Have you heard of the term ‘double Dutch’? The Oxford Dictionary defines it as ‘any language that is impossible to understand’. After spending almost a year attempting to learn Dutch – attempting being the operative word – I can relate to this term on a completely different level altogether.
The first thing that I was warned of by my seniors when I set foot at TU Delft was that I have to learn the language in order to secure a job in the Dutch construction market. That was not the most pleasant of receptions at TU Delft. Nevertheless, I took this up as a challenge and kept reminding myself that my sole motivation for pursuing a masters was to open doors to a job in a country which is known to have the best work-life balance in the world.
‘Being language-impaired cost me quite a bit’
As expected, it was no cake walk. Memorising new words and working on getting the pronunciation right was the easy part for me. But having a conversation in Dutch with someone is a whole new ball game. First, you have to organise the words flung at you, then you think in English about what you want to say, again translate it into Dutch in your head and then finally speak them out (in my case, blabber out) in Dutch; all of this must be processed simultaneously within a matter of a few seconds, which ends up making you conscious about making a fool of yourself. It not only serves as a litmus test but also a reminder that you still have a long way to go.

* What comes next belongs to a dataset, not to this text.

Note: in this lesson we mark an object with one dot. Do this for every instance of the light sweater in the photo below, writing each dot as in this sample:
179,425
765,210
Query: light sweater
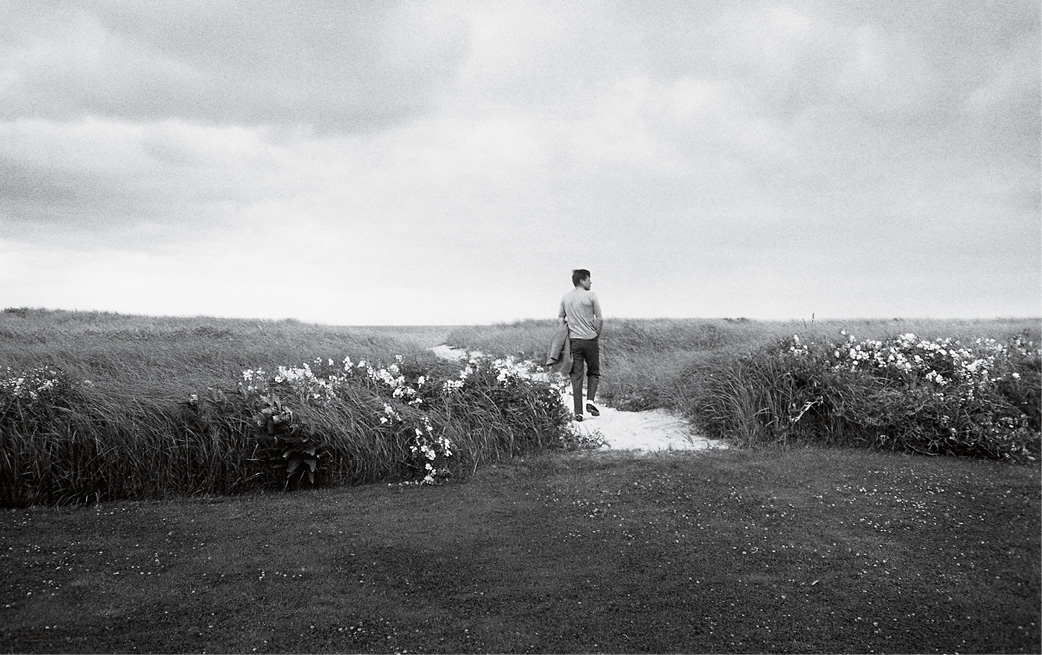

Being language-impaired cost me quite a bit, even during my studies. In the ‘requirements’ section of the research/project assistant positions in my department and a lot of internship vacancies in companies outside, you always come across ‘strong command of the Dutch language’: a nerve-wracking phrase for most international students. I strongly believe that the only way you become fluent in Dutch is by surrounding yourselves completely by the Dutch, i.e. learning on the job. But, as explained above, a lot more is expected of you. This dilemma intrigued me enough to come up with my version of the Permission Paradox (about job and work experience): in order to learn Dutch you need a job, but in order to get a job you need to learn Dutch. Interesting, isn’t it?
All my friends back home would tell me how lucky I am to be studying in a European country where almost all the locals speak good English. From a tourist’s perspective, yes I agree. From the perspective of an idealist desiring to learn the language in two years before entering the job race, it is no reason to celebrate.
Having cribbed enough about the hassles, I must admit though, that I am thoroughly enjoying the process of learning a new language. The excitement of coming across a word on a hoarding or in the newspaper which I learnt recently is what keeps me going. Occasionally I stumble upon anomalies like the word uitgangspunt, which is Dutch for ‘starting point’, the anomaly being: uitgang means ‘exit’ and punt means ‘point’. But all I do is simply chuckle and move on.
Saurabh Varanasi is from Hyderabad, India, and is currently pursuing his MSc in Construction Management & Engineering at TU Delft. A tennis enthusiast by physique and a dog lover by heart, a major chunk of his remaining time goes into conducting post-mortem analyses of old and new Indian films on his blog, where he recommends and reviews the movies that matter. He maintains a healthy balance of all the above with an inherent sincerity towards academics.